Die erste Frage, die man stellen muß, wenn man das Schreiben des Papstes an die Priester zum Gründonnerstag 1979 verstehen will, ist die Frage nach der literarischen Gatttung dieses Textes. Es handelt sich um keinen Erlaß, sondern um ein geistliches Wort. Es ist ein persönliches Bekenntnis, eine seelsorgliche Stärkung der Brüder. Hier wird nicht etwas angeordnet, sondern der Sinn bestehender Regelungen aufgezeigt und die „Kunst aller Künste“, die Seelenführung, ausgeübt.

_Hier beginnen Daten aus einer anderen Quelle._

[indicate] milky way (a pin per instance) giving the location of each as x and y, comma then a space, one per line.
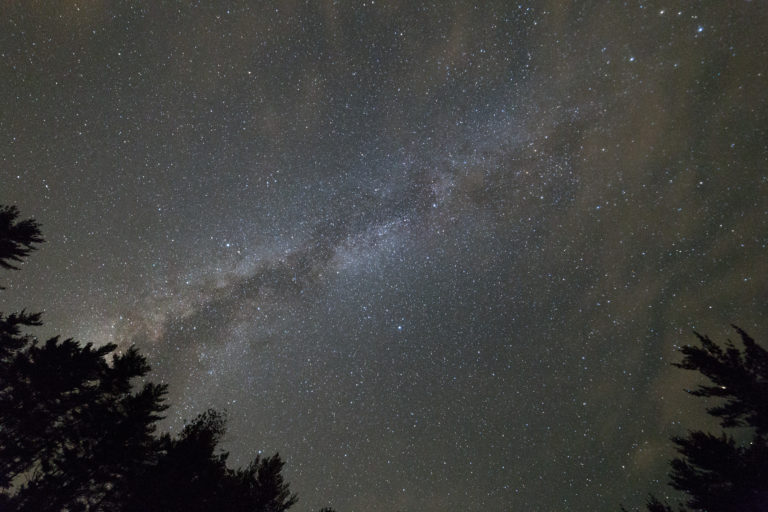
437, 255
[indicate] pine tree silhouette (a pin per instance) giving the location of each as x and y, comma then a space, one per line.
715, 472
77, 435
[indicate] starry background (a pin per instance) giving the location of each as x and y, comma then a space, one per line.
438, 254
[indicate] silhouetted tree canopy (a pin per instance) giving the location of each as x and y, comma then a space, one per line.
716, 472
77, 434
17, 237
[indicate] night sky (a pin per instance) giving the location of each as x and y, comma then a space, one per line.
437, 254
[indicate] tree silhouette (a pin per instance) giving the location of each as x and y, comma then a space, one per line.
76, 434
17, 237
716, 472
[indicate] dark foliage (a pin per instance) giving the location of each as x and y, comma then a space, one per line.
17, 237
715, 472
78, 434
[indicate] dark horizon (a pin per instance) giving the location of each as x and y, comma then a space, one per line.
439, 257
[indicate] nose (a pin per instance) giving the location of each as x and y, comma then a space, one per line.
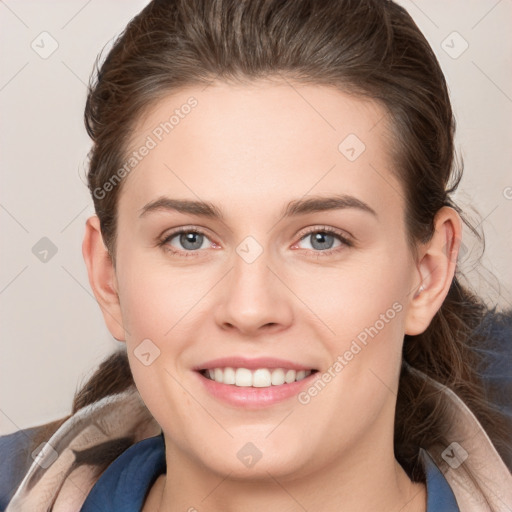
254, 300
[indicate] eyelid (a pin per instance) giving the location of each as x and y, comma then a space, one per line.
346, 241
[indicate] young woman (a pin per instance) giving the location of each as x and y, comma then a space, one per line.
276, 244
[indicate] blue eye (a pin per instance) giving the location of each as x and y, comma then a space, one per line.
323, 239
189, 240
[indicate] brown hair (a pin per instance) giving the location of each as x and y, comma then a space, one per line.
371, 48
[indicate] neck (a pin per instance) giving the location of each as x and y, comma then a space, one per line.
358, 484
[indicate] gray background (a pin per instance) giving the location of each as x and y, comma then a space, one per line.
52, 332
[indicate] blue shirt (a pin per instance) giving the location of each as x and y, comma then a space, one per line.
124, 484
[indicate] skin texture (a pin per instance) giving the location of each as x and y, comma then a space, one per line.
251, 149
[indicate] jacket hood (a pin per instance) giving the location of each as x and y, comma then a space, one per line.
68, 465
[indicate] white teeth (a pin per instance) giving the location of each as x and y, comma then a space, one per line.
260, 378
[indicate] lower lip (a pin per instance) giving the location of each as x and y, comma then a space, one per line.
251, 397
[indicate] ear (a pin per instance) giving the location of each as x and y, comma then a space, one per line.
436, 269
102, 277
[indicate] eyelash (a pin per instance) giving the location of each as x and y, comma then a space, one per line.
318, 229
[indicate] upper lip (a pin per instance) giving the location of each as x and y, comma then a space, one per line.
251, 364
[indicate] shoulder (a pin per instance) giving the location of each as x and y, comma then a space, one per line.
88, 441
17, 453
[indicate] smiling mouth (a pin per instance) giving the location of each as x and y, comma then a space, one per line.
259, 378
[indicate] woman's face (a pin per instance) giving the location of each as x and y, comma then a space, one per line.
301, 257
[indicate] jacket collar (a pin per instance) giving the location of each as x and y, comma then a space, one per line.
72, 460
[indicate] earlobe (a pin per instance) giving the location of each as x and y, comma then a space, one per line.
436, 269
102, 277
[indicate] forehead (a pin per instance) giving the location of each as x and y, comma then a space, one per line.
239, 144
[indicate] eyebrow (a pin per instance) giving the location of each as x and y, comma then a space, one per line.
294, 208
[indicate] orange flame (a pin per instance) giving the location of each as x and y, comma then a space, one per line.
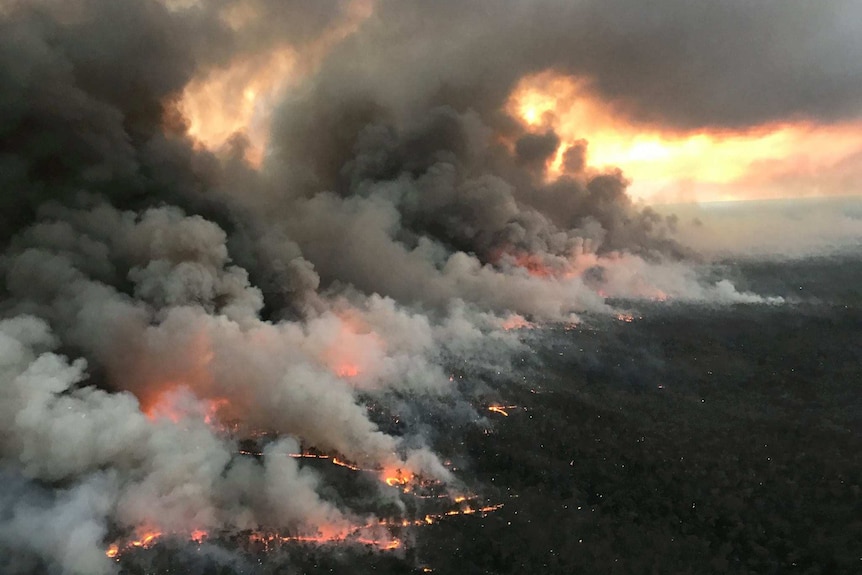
498, 409
516, 321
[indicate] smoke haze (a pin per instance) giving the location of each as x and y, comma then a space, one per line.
162, 300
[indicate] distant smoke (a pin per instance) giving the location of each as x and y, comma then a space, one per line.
155, 292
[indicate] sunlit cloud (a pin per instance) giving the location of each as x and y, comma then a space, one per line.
665, 165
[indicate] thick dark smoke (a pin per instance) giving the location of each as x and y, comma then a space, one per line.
400, 216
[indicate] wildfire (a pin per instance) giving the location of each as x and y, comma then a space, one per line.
516, 321
380, 534
397, 477
502, 409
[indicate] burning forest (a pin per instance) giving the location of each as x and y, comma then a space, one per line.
263, 263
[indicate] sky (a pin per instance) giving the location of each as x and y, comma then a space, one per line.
227, 218
692, 101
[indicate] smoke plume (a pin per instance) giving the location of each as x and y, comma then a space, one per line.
163, 301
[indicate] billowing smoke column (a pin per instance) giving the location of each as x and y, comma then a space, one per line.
156, 293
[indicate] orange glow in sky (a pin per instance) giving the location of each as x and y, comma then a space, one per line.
672, 166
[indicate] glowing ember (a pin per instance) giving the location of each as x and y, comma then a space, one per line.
502, 409
516, 321
397, 477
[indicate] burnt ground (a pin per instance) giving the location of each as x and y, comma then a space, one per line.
691, 440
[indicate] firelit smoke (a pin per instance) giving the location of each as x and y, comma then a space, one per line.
162, 300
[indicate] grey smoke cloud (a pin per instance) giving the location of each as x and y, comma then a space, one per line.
400, 217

Wer diese Perspektive einmal gewonnen hat, der liest das Dokument voller Ergriffenheit und innerer Bewegung. Er ist von der Unmittelbarkeit berührt, mit der hier ein Freund zu Freunden redet, ein „Herz zum Herzen spricht“ (J. H. Newman).

Er findet ein sympathisches Priesterbild: „Das Priestertum, an dem wir durch das Weihesakrament teilhaben ..., bleibt immer ausdrücklich auf das allgemeine Priestertum aller Getauften hingeordnet.“ Es ist dazu da, „den Gläubigen ihr gemeinsames Priestertum bewußt zu machen und sie zu dessen Ausübung anzuregen“.

Priesterliche Seelsorge wird als künstlerische Tätigkeit beschrieben. ' Der Priester soll nicht nur fromm, sondern auch gebildet sein. Er soll nicht nur beten und die Muttter Gottes verehren, sondern sich auch weiterbilden. Er soll ein „Zeuge mit entsprechender Qualifikation“ sein.

Seine priesterliche Tätigkeit wird nicht engstirnig an dem gemessen, was er für die Pfarrseelsorge leistet, sondern er wird auf die vielen Formen priesterlicher Berufung und Tätigkeit hingewiesen: im Bereich der Schule, der Bildung und Jugenderziehung, im Bereich der Entwicklung des sozialen und kulturellen Lebens, im Dienst für die Leidenden, unter Umständen auch als selbst Leidender. Das alles ist Seelsorge, ist priesterlicher Dienst.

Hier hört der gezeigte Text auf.